I start walking down the steps; then I realize he's not following me and I stop.

"Aren't you coming?" I say.

"Oh, I can't go down there."

"So what do I do?"

"You should have a timetable with you, on that thing ... The interface..."

"What, my console?"

"If that's what you call it, yes."

"But where am I trying to get to?"

"Yourself. I would suggest alighting at yourself before coming into the Troposphere this time. Then you can avoid the unpleasantness of the hospital visit, and those men catching up with you and so on."

"What, you mean there's going to be a station marked Ariel Manto, pub in Hertfordshire, five minutes before embarking on the journey by which she discovered the way to get back here in the first place? I mean, the paradoxes..."

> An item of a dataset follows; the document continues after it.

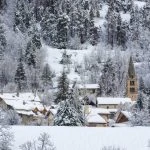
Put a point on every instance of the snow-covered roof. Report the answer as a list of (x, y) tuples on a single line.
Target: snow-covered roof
[(125, 17), (95, 118), (126, 113), (25, 101), (88, 86), (94, 110), (53, 111), (139, 4), (28, 113), (112, 100)]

"When will you stop talking about paradoxes? Your whole world is a paradox. Officially it has no beginning and no end. Nothing about it makes any sense, but it's what you seem to have created."

But I'm not really listening. I'm thinking, So the men do catch up with me, then, in the hospital scenario. I have to get out of here. Is this going to work? I don't know. But I am totally lost here in this too-dense, dark place: a city at night that I've somehow created, that somehow relates to the minds of all the people "outside." We've walked for about, what, ten Troposphere minutes to get here? It's hard to tell.

Then I hear it: the squeak of wheels. Apollo Smintheus hears it, too. His gray face crimples into a frown, and his ears twitch.

"You'd better go," he says.

"What is it?" I say.

But then it's clear what it is. The two blond KIDS are coming down the hilclass="underline" one on a skateboard and the other on a rusty bike. They're still quite far off, maybe only a quarter of the way down.

"Go," says Apollo Smintheus. "I'll do something about them."

"What if they follow me?"

"They can't go underground. Just go, now. Don't let them see you're here."

"But presumably they already know I'm here. I mean..."

"They're not following you. You're still lost. They've been following me. But I can deal with them. Just go, before they see you."

He walks off, towards the KIDS. I wonder what he's going to do to them.

"Apollo Smintheus?"

"I'll see you when you get back," he calls over his bony shoulder.

The sky is still dark, and there's another brief flash like lightning as I run down the steps. Am I safe now? I must be. But that was pretty close. I can't hear my footsteps; all I can hear is an echoey sound of dripping. The visibility down here isn't very good; every so often there's a dim orange light fixed to the concrete ceiling, but nothing other than that. As my run turns into a walk, I try to look behind me, but I can't see anything. There are more shadows than light down here. But I created this space, I think. Why didn't I just give it more lights? I try to think more light into the space, but nothing happens. It's as if this is what an underground station is, for me; and there's no way I can change my ideas about it. I keep half walking and half running through the tunnel, going deeper and deeper underground. But I can't hear anything behind me and, after several minutes of this, I conclude I am safe—for now. Now I am worried that long concrete tunnel will never end, or change. Then, suddenly, there are signs everywhere, and some dim, black-and-white computer screens presumably showing departures and arrivals. I notice that there are now stairs leading down on either side of the tunnel. The sign on the left says PLATFORM 365; the one on the right says PLATFORM 17. Where is the sense here? And how on earth am I going to work out how to get back to myself in this system?